Join ‘real talk’ about slave history
Published 7:13 pm Tuesday, March 30, 2021
Natchezians have the opportunity to be a part of something very important on April 17.
Joseph McGill of Charleston, S.C., who is a history consultant for Magnolia Plantation there, will be in Natchez to spend the night inside the slave quarters at Melrose.
He has spent more than 250 nights in about 100 different sites in 19 states and the District of Columbia where slaves once lived.
Natchez is very fortunate to have so many historic homes still standing, which serve as an important part of our lives and economy today. Tourists by the thousands come each year to see those historic homes and spend time in our beautiful city.
But do they learn about the entire story while they are here?

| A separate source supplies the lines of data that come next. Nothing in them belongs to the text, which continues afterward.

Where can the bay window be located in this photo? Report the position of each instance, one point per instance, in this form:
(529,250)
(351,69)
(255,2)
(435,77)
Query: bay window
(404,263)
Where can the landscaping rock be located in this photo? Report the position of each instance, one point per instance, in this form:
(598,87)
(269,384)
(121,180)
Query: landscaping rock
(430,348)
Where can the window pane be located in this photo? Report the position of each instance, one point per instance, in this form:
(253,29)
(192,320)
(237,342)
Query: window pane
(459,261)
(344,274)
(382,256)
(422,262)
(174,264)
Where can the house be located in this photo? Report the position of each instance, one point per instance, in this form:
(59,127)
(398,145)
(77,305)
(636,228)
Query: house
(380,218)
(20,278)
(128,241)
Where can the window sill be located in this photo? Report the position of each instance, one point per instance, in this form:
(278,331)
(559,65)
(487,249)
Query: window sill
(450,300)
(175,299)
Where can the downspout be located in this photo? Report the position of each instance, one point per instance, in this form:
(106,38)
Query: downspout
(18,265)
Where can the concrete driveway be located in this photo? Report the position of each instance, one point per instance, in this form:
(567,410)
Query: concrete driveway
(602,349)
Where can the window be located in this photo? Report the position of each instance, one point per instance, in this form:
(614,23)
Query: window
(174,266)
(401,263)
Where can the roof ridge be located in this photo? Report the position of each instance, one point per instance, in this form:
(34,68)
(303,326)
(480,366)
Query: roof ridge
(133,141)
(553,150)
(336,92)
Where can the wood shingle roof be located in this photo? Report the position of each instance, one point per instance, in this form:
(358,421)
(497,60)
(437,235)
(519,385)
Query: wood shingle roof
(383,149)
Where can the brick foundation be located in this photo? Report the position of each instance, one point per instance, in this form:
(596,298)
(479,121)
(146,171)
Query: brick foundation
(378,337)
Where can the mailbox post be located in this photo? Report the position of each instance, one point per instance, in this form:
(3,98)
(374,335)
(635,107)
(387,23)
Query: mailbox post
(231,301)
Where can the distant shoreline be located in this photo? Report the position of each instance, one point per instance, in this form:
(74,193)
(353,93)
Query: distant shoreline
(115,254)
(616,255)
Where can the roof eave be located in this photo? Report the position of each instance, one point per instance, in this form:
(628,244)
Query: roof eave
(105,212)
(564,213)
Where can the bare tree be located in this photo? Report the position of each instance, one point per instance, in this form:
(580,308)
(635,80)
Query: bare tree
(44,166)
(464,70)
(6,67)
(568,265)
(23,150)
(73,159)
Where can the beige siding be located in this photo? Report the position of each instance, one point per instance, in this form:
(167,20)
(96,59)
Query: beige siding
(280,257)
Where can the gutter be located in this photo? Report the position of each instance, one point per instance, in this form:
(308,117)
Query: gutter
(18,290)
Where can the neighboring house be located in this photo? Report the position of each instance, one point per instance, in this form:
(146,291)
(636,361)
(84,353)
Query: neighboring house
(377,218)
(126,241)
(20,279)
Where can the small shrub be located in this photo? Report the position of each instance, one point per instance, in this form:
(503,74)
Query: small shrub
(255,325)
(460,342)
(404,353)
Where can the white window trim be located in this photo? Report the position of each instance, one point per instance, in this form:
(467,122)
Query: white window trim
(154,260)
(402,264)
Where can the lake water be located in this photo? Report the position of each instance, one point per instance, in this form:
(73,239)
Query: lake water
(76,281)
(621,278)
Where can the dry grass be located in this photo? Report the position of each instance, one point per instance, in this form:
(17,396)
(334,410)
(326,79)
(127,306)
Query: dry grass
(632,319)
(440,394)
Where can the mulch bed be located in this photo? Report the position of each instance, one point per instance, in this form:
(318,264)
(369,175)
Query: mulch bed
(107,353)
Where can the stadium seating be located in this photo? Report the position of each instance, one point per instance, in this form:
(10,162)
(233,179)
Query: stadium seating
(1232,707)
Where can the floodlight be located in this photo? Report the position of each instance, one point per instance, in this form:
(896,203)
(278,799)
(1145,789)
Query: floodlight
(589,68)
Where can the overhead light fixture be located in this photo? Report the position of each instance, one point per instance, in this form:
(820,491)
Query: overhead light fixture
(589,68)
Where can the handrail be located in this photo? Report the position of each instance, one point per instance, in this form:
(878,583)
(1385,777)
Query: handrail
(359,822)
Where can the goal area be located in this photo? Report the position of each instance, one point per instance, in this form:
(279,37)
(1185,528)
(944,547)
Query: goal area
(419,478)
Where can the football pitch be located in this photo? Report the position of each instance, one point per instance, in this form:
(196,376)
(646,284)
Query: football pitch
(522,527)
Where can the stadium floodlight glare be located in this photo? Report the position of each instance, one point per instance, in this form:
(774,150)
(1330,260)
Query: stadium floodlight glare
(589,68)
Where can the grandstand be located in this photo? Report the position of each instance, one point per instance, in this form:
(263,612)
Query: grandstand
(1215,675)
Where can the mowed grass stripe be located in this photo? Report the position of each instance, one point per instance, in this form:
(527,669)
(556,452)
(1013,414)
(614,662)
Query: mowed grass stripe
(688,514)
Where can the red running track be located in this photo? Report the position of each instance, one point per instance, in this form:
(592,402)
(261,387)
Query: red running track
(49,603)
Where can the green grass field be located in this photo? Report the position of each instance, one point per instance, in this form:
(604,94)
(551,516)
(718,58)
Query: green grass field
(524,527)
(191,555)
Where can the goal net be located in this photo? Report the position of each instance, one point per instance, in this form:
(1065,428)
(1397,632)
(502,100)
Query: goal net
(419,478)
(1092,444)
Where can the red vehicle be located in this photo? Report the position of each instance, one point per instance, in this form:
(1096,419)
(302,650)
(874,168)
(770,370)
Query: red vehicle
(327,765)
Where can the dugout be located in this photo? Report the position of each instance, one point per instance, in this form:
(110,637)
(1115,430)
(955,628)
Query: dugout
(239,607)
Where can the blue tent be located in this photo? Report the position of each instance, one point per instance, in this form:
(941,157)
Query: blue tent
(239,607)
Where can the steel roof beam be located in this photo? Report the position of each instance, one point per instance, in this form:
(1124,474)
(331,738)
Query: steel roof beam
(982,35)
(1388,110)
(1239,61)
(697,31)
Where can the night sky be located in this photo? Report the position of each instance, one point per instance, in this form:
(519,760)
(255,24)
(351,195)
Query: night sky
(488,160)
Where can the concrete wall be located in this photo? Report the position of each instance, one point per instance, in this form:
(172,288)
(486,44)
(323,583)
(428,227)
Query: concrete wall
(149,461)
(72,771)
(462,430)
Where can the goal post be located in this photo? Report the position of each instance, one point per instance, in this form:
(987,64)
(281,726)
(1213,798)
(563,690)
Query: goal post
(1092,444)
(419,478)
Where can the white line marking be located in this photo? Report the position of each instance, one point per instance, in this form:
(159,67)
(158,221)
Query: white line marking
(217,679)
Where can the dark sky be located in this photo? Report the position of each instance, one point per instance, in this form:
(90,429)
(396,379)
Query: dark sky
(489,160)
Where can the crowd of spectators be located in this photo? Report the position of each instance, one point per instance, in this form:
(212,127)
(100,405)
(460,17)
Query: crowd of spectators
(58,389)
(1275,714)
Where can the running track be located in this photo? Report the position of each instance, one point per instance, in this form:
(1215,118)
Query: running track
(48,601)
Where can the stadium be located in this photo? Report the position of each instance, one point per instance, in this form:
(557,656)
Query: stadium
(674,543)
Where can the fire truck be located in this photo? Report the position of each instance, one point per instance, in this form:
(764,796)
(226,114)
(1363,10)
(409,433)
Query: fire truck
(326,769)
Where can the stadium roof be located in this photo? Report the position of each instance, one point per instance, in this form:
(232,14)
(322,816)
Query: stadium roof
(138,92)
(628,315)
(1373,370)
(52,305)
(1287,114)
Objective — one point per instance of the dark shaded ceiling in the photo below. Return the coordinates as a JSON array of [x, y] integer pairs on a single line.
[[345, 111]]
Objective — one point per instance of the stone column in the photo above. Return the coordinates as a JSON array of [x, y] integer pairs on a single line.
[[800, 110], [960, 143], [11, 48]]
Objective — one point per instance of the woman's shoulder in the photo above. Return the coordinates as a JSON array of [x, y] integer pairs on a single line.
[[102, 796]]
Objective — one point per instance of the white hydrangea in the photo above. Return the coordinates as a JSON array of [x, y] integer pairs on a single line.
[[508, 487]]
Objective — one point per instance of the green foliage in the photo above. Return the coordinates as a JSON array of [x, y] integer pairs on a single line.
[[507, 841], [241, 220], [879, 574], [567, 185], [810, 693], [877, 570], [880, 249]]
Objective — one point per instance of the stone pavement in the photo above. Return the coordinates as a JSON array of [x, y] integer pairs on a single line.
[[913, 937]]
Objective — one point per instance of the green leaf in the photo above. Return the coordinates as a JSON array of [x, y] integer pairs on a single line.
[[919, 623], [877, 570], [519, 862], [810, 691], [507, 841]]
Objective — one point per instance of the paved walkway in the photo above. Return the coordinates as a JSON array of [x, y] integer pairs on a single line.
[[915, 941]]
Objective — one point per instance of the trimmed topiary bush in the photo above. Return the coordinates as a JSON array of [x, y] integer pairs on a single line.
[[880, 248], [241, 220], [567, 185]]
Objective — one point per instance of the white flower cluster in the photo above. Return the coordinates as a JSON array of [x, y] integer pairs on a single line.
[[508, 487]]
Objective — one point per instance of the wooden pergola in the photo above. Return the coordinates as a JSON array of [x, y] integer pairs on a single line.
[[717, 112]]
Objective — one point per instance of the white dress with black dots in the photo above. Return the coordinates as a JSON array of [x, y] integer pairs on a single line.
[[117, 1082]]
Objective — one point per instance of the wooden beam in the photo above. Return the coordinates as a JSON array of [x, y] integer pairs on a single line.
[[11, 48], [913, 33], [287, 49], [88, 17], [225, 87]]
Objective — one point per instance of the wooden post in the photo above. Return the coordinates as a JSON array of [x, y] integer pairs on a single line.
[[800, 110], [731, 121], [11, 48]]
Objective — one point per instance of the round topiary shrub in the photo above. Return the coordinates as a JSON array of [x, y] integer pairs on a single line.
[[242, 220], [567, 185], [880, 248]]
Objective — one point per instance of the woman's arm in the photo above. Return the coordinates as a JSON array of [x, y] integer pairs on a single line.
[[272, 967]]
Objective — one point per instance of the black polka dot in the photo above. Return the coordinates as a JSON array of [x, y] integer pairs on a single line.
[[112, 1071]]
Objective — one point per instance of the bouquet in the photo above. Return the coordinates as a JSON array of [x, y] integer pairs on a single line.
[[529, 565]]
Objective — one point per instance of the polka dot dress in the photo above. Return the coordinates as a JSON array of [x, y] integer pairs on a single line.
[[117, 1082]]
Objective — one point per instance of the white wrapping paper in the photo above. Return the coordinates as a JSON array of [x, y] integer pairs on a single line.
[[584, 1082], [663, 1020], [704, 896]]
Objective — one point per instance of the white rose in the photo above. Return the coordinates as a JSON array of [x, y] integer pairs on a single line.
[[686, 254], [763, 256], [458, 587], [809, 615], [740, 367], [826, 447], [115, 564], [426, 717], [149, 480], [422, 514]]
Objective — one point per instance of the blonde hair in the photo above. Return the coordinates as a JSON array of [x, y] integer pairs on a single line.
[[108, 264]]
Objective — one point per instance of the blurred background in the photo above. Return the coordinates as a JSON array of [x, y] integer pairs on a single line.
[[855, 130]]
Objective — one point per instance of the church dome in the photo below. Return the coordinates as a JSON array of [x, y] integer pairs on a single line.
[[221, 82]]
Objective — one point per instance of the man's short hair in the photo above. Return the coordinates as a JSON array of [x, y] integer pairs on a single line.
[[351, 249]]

Thanks to people like Ser Sesh Ab-Heter Boxley, who through research and persistence, drew attention to Forks of the Road, which at one time was one of the largest slave-trade locations in the county, and Deborah Cosey, who has restored the former slave quarters of the long-gone antebellum Concord, known as Concord Quarters, those who visit Natchez are beginning to also hear about the lives of those who built and maintained these homes and the lifestyles of their “owners.”
As McGill said, “We know well about the nice, beautiful big house. What’s missing from that story are the lives of the people who enabled all that.”
McGill typically invites others in a community to come to the slave quarters and share the experience of spending the night there. He also typically hosts campfire discussions with those in attendance about slavery.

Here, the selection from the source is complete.